30 avril 1991 Paru dans le N°145 à la page 54 ( mots)
Rédigé par : Jean-bernard DELUCHE

En matière d'automatismes, les professionnels du traitement des eaux hésitent (ou parfois refusent) d'utiliser dans les projets de modernisation de leurs unités deux outils d'analyse et de synthèse relativement nouveaux : le GRAFCET (GRAphe Fonctionnel de Commande Étape-Transition) et l'analyse descendante (SADT).

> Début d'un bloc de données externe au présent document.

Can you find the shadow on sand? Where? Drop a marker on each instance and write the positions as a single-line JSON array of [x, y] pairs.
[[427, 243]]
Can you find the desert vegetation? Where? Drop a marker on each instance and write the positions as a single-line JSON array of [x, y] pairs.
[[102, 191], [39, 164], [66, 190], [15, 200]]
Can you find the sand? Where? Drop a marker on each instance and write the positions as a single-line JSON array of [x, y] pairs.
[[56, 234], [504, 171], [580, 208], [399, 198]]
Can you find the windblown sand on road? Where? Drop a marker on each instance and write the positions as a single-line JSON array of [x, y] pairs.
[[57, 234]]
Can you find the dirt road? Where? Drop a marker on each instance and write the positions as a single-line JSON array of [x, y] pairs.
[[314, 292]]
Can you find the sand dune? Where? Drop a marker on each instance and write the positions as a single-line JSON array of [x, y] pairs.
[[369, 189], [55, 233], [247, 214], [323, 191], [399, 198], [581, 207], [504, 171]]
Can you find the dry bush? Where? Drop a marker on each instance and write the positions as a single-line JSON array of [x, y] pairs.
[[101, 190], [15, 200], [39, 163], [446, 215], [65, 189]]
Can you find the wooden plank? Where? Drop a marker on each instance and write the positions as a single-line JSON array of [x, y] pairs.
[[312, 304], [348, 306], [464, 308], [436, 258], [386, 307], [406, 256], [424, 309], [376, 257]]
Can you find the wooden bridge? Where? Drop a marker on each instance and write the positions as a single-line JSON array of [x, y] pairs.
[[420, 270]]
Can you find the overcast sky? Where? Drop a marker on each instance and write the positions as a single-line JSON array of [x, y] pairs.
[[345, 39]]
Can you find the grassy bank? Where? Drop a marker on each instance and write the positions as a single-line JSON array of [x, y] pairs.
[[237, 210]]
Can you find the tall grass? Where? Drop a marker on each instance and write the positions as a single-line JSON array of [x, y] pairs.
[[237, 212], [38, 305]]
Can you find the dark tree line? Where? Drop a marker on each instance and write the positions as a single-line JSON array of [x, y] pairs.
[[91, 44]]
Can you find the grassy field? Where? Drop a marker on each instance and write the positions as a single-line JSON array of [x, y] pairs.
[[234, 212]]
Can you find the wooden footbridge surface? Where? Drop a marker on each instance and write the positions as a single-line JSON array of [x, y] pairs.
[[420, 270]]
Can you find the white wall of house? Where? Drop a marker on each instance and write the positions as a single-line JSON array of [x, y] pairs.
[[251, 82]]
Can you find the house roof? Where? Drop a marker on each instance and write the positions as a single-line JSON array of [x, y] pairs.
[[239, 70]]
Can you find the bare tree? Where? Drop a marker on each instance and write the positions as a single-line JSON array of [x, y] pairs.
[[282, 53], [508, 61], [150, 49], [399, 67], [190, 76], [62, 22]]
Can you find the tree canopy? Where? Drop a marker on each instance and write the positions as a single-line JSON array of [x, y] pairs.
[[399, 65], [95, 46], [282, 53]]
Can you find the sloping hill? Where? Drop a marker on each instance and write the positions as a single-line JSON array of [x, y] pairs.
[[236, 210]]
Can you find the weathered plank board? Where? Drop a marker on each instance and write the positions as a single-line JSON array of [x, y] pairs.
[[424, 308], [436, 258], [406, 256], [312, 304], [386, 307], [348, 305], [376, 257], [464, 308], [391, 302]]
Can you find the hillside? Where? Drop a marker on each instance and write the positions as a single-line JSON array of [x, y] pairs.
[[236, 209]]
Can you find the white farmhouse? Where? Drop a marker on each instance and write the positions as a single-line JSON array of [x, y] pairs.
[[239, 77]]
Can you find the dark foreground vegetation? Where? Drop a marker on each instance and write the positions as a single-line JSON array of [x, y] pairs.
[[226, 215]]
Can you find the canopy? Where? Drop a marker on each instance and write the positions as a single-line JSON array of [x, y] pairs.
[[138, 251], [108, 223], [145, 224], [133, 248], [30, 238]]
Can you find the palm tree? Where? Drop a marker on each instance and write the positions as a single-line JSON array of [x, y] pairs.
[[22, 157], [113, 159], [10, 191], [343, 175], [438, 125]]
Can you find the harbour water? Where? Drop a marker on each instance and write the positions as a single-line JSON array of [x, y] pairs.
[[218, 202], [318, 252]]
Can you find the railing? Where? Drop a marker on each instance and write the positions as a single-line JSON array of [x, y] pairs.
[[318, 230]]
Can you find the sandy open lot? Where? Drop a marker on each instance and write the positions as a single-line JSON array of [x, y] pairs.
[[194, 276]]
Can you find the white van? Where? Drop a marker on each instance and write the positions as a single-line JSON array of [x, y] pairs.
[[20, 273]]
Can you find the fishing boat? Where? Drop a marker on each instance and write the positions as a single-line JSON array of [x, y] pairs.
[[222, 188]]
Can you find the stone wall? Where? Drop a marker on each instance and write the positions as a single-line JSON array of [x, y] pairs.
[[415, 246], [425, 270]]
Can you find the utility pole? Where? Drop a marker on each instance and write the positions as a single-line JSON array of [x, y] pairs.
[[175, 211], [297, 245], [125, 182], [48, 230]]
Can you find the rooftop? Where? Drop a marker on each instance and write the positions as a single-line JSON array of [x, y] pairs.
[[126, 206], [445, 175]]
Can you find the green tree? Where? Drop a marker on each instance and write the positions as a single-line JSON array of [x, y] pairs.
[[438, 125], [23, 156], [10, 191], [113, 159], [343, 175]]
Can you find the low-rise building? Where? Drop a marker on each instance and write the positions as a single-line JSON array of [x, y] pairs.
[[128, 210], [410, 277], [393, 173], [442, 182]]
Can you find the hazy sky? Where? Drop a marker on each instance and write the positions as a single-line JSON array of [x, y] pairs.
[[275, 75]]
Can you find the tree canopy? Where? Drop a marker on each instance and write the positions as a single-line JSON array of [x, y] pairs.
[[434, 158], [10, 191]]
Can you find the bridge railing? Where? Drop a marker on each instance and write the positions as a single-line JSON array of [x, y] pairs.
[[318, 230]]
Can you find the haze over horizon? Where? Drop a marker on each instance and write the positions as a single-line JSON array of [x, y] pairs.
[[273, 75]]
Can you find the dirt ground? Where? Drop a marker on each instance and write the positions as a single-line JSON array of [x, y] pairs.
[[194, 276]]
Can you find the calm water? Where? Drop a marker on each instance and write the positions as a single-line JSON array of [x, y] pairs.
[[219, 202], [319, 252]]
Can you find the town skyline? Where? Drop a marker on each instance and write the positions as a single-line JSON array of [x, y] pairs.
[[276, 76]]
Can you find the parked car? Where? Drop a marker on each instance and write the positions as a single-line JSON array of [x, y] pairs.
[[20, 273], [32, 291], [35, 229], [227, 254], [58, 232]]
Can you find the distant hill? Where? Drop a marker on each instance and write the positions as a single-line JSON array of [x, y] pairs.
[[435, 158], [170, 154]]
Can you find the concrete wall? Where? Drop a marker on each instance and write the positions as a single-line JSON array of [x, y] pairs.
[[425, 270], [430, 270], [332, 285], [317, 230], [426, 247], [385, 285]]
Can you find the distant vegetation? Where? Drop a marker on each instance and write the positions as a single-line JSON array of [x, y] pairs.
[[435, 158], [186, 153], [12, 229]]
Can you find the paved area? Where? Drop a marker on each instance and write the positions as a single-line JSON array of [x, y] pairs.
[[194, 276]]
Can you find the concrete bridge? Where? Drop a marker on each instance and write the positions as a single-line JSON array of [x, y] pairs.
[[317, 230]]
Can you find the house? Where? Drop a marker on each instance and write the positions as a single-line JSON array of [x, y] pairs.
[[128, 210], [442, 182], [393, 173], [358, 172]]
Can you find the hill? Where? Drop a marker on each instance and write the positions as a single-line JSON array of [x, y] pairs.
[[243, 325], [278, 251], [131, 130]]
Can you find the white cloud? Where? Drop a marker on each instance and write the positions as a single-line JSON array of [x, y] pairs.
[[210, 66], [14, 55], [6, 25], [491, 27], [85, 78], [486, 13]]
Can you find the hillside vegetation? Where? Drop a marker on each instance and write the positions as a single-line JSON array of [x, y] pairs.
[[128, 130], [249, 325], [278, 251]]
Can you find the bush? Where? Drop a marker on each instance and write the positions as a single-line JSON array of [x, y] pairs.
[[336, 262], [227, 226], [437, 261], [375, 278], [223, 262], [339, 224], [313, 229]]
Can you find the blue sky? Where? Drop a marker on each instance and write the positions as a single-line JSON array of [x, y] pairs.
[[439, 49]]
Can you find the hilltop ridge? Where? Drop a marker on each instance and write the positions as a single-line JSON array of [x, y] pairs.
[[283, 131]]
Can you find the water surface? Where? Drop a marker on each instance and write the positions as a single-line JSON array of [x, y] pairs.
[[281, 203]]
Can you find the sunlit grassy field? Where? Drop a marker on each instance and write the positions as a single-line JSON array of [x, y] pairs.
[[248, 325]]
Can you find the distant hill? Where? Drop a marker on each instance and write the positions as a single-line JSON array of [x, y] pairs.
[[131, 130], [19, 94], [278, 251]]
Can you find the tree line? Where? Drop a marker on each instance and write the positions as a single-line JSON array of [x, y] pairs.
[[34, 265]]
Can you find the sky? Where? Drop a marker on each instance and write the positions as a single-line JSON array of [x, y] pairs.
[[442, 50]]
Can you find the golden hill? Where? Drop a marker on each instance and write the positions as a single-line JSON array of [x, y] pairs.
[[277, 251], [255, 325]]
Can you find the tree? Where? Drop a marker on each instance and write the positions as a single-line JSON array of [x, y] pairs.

Les habitudes prises, la crainte de mécomptes et la méconnaissance de ces outils sont certainement à l'origine du retard important que l'on constate dans certaines exploitations par rapport à d'autres branches de l'industrie. Il faut reconnaître que, les procédés de traitement de l'eau n'étant pas séquentiels, la tâche n'est pas évidente ; l'association des deux outils offre pourtant des perspectives qui semblent très intéressantes.

Les lignes qui suivent devraient permettre de démystifier cette matière un peu rébarbative qu'est l'automatisme moderne.

SADT

La SADT (Structured Analysis and Design Technique)* est née aux USA en 1976 des travaux sur le génie logiciel de D.T. Ross. Conçue pour faciliter la relation entre les concepteurs et les réalisateurs, cette méthode est donc avant tout un outil d'analyse et de communication.

La puissance de l'outil SADT (et son adaptabilité), et la complexité toujours croissante des systèmes automatisés invitent à se poser des questions sur son utilisation possible pour la description de tels systèmes complexes ; il faut néanmoins rester prudent et ne pas chercher sur l'utilisation d'un outil qui serait plus compliqué que le système à analyser... La description des systèmes séquentiels est très difficile par SADT et elle apporte moins de renseignements que le GRAFCET. Le principe de SADT, très simple, consiste en une analyse descendante du système :

1° définir la fonction globale du système (potabiliser pour une usine d'eau potable) ;

2° analyser l'organisation des fonctions principales du système, ce qui permet d'établir un Actigramme A0 (graphe montrant les liaisons entre chaque fonction principale et l'évolution de la matière d'œuvre, l'eau dans l'exemple qui nous intéresse) ;

3° analyser l'organisation des fonctions secondaires ou annexes qui réalisent chaque fonction principale. Cela permet de construire autant d'actigrammes qu'il y avait de fonctions dans l'actigramme A0. Chaque nouvel actigramme porte le numéro de la fonction dont il est issu ;

4° analyser l'organisation des fonctions qui réalisent les fonctions secondaires ou annexes jusqu'à l'obtention de

* Marque déposée, IGL Technology France.

[Photo : Figure 1.]

« boîtes » contenant une fonction séquentielle ; le grafcet prend le relais ou une fonction remplie par un composant de base, et l'on peut alors étudier l'influence de ce composant sur le fonctionnement ou sur le coût de l'installation. Chaque nouvel actigramme porte les numéros des « boîtes » dont il est issu.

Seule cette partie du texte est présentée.